Nas últimas vinte e quatro horas fomos submetidos à calamidade de duas entrevistas a dois ex-Presidentes da República. Pode-se especular acerca das razões que proporcionaram esta coincidência mediática (em boa verdade, a coincidência só se aplica ao dr. Sampaio, uma vez que as invectivas entarameladas do patético dr. Soares são diárias). O que fica, porém, das inanidades debitadas por ambos é a habitual desonestidade intelectual e política (ai , dr. Sampaio, essa defesa do tribunal do nosso Joaquim nos termos em que a fez…), a insistência na substituição da realidade pelas generalidades de uma ideologia vagamente socialista, os laivos de pura estupidez acerca do Estado social e, finalmente, o espírito de seita que, para além do gosto pela intriga e do cultivar dos respectivos clãs, sempre caracterizou os socialistas portugueses quando toca a reunir (a ideia jacobina de querer julgar os membros deste governo, vinda do dr. Soares agora doublé de Robespierre do Campo Grande, amigo do peito e defensor do impoluto engenheiro-mestre-em-filosofia-política, é impagável). Incomodativo pelo excesso e pela repetição mas, como se vê, nada de original tendo em conta os entrevistados.
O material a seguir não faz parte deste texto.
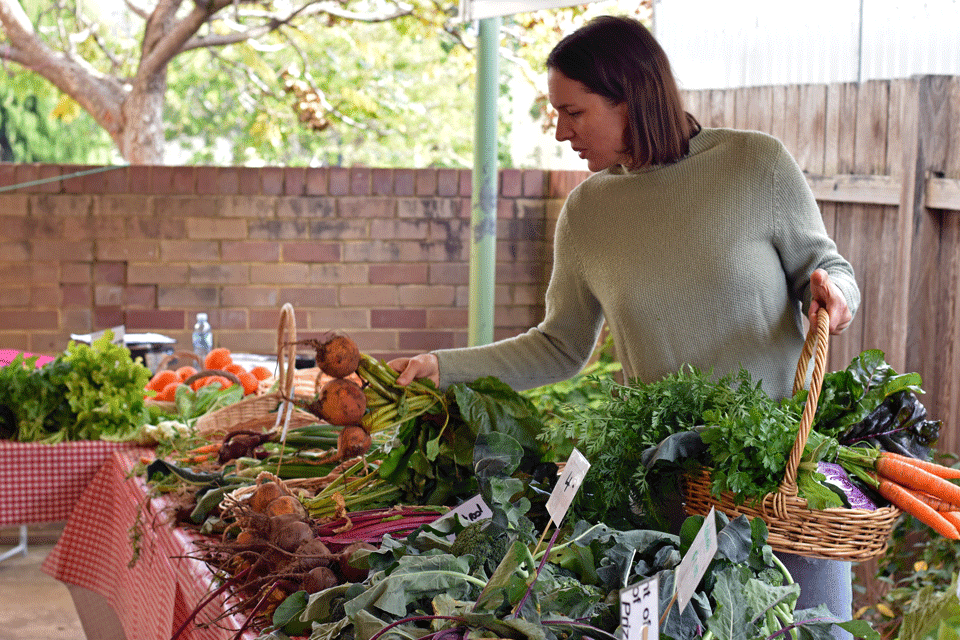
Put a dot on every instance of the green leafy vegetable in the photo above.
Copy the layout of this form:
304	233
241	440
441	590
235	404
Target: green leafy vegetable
89	392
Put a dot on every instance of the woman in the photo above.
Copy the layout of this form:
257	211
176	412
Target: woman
696	246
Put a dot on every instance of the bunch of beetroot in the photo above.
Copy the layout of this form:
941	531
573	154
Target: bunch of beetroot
341	400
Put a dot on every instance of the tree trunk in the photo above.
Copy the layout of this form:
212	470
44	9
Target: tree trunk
141	139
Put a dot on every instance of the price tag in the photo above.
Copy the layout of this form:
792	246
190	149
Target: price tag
640	610
567	486
691	569
469	512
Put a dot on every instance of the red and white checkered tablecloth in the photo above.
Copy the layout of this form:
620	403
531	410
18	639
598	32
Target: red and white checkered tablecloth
154	592
41	482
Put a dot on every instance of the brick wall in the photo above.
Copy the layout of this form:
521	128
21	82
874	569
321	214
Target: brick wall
382	254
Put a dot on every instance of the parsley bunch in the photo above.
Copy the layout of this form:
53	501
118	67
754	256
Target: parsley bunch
745	433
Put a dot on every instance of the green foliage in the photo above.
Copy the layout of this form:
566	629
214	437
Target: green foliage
558	402
89	392
40	124
397	93
919	571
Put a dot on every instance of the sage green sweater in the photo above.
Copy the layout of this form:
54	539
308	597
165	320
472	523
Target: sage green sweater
704	262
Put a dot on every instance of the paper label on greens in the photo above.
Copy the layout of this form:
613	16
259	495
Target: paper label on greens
471	511
698	557
567	486
640	610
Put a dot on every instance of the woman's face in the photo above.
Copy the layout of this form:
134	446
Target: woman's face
594	127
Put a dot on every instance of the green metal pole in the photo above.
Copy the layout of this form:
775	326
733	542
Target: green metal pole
483	223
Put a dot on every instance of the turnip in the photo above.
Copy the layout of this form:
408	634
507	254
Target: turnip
353	441
286	505
264	495
341	402
349	566
318	579
337	354
293	535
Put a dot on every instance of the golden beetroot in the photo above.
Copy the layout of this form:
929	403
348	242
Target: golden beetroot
353	441
264	495
286	505
337	354
341	402
293	535
318	579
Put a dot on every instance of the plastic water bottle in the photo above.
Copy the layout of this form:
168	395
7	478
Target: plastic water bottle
202	337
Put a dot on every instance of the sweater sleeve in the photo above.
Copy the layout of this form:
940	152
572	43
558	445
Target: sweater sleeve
554	350
801	237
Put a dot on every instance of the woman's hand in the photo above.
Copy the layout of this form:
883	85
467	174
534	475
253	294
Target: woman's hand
823	293
424	365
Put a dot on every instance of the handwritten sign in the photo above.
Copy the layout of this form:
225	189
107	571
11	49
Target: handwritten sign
567	486
471	511
640	610
694	564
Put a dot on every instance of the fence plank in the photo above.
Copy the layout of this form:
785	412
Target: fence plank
850	343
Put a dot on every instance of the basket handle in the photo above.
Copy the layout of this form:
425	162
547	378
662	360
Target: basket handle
179	355
818	336
286	350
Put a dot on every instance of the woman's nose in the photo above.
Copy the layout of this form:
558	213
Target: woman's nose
563	131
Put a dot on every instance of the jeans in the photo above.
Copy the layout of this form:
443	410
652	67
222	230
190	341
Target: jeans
827	582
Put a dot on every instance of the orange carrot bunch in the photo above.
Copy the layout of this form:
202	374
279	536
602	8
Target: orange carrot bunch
917	487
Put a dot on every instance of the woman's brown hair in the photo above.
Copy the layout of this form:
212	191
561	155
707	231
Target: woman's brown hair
618	58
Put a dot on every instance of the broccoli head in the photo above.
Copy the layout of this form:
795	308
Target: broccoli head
485	541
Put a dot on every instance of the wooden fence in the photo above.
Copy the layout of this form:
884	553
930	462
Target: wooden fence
883	159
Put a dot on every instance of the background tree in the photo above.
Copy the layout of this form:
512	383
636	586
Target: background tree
376	82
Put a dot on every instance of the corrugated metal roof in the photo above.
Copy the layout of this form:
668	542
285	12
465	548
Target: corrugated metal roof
758	42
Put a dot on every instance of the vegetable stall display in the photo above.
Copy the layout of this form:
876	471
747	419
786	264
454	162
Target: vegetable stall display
416	452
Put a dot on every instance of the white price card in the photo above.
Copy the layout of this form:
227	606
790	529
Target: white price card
469	512
640	610
694	564
567	486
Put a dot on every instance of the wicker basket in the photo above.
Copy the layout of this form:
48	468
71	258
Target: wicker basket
252	409
836	533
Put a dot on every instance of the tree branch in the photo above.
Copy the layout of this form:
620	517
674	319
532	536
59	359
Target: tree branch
98	94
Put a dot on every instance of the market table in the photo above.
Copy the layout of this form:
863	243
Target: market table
40	483
119	548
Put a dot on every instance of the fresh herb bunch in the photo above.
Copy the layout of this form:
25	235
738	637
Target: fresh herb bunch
748	441
635	416
556	401
89	392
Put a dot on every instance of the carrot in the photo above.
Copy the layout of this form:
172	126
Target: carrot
936	469
942	506
913	506
953	517
213	447
915	478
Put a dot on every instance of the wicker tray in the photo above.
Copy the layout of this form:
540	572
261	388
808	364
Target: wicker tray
240	415
837	533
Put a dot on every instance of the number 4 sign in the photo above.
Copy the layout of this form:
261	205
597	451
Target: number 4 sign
567	486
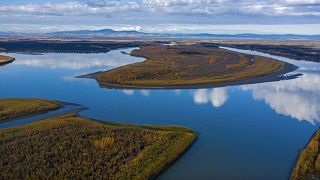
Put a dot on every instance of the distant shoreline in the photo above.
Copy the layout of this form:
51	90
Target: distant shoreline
274	76
262	79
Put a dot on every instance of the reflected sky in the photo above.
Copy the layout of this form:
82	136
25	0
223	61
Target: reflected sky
91	62
298	98
217	97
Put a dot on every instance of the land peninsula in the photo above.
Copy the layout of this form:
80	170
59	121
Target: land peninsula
5	60
74	147
308	163
198	65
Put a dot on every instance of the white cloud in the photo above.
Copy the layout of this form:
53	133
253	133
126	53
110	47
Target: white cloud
269	7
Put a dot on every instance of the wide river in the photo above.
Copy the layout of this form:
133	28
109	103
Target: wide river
247	131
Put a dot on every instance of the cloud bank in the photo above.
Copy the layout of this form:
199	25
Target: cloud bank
148	13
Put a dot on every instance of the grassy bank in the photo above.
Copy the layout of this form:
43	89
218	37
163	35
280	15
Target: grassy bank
189	65
308	163
5	59
15	107
72	147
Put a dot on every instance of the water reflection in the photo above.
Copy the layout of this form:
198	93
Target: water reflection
298	98
217	97
77	61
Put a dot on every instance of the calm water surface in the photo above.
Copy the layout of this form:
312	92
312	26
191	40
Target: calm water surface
247	132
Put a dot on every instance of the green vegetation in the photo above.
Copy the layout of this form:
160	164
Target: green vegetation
12	108
5	59
308	164
72	147
189	65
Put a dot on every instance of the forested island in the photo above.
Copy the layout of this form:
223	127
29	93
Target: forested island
191	66
74	147
308	163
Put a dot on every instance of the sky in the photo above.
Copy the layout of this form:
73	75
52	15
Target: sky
162	16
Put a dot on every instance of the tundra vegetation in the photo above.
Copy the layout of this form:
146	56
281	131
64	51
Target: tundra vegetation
308	163
189	65
73	147
15	107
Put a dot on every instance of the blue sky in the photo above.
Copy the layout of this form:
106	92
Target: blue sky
180	16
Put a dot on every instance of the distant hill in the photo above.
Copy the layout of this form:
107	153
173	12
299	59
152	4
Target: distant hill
113	34
102	32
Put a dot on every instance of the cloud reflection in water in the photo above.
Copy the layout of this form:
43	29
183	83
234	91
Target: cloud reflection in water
217	96
297	98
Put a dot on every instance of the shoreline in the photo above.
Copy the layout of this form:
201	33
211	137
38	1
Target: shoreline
276	76
253	79
163	165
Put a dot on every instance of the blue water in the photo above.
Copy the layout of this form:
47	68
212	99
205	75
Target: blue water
247	132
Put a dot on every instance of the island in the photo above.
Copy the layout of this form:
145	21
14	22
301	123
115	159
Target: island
73	147
16	107
197	65
5	59
308	163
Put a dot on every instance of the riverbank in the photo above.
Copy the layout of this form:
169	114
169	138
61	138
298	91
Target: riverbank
308	162
191	66
78	147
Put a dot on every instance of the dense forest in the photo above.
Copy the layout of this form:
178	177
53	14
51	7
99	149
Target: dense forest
72	147
308	164
15	107
189	65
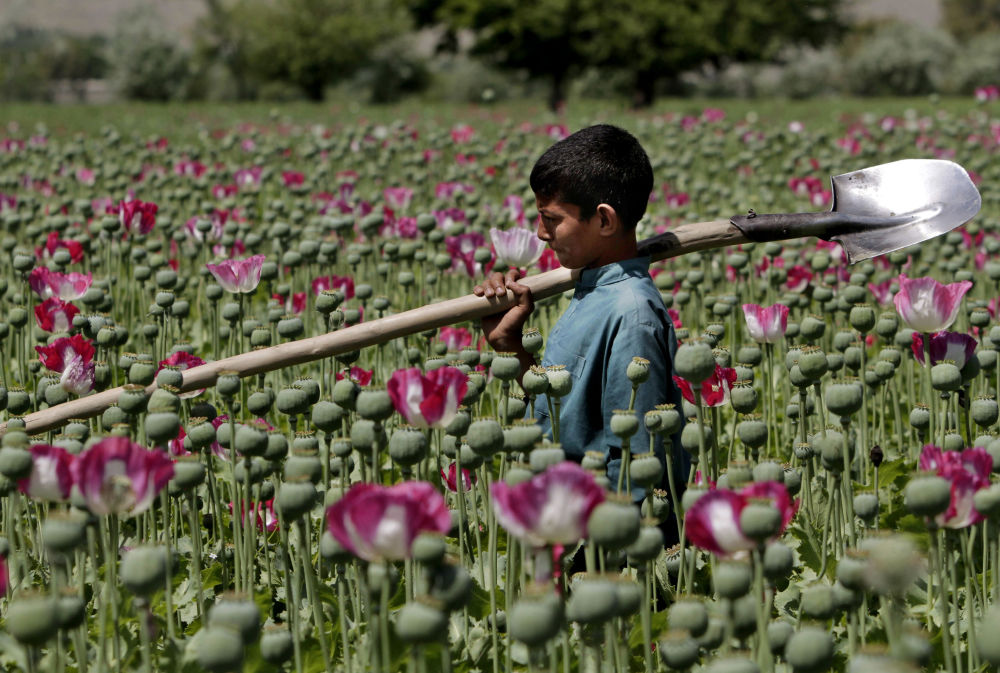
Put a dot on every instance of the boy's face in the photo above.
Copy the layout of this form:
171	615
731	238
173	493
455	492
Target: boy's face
576	242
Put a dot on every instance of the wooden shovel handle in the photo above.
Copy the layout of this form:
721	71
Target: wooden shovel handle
681	239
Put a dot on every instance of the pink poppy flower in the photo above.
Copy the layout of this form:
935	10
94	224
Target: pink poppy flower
55	315
766	324
952	346
137	216
343	283
183	361
380	522
968	471
51	475
238	275
713	522
73	358
53	243
117	476
714	390
67	286
451	479
551	508
926	305
456	338
427	400
517	246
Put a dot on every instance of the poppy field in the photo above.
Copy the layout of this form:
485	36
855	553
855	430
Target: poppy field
396	508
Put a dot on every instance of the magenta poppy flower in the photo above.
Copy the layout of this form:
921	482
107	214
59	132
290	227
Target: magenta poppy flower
238	275
73	358
968	471
517	246
66	286
714	390
551	508
380	522
766	324
51	475
137	216
926	305
55	315
117	476
451	479
952	346
713	522
427	400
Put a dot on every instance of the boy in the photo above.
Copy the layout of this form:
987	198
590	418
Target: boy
591	189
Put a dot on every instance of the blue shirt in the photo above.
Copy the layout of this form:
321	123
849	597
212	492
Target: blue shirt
616	314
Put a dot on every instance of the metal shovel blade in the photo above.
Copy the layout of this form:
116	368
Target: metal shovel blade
899	204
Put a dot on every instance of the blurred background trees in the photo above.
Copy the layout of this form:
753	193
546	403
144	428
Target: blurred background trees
487	50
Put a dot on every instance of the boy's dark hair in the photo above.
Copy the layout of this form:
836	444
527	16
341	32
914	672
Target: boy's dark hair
598	164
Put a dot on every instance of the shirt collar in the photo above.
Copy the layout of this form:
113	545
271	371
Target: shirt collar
613	273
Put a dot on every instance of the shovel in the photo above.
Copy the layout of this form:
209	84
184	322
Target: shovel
875	211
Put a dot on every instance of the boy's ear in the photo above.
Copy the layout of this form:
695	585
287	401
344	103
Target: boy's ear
610	223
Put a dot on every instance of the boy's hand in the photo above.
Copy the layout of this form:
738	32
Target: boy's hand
503	330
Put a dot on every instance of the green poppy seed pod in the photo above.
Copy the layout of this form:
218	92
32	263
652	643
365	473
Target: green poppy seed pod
778	561
694	362
690	436
419	621
276	645
560	380
946	377
531	340
505	366
614	524
407	446
984	411
542	458
485	437
228	384
188	473
295	498
238	614
345	393
592	601
220	649
624	423
144	569
743	397
647	546
809	649
374	404
920	417
162	426
536	618
760	520
862	318
689	614
645	469
637	370
927	495
732	579
866	506
843	399
752	432
29	618
817	602
678	649
63	534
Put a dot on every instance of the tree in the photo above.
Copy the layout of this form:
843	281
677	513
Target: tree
313	43
965	18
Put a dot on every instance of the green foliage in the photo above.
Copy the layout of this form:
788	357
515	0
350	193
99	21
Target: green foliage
313	43
900	59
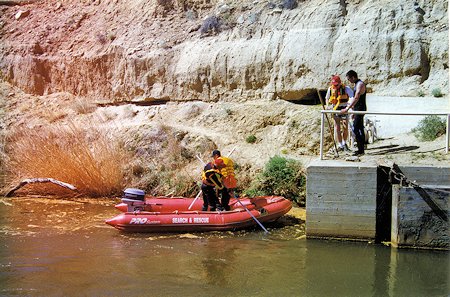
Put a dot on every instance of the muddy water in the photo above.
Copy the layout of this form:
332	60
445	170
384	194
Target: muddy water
63	248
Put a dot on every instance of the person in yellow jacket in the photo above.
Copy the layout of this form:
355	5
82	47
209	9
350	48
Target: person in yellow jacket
211	180
338	96
226	168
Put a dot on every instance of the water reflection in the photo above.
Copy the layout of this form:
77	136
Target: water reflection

Por respeito aos nossos leitores, e para lhes evitar o previsível fastio, dispensámo-nos de, ao contrário do habitual, colocar os links para as referidas entrevistas. É que recordámos as palavras imorredoiras do actual PR, também em entrevista recente: «Não somos ma-so-quis-tas!» Pensando bem, a história da nossa República tem-nos proporcionado linhagens presidenciais assombrosas. Há um título de José Rodrigues Miguéis que me ocorre sempre nestas ocasiões – Pouca sorte com barbeiros.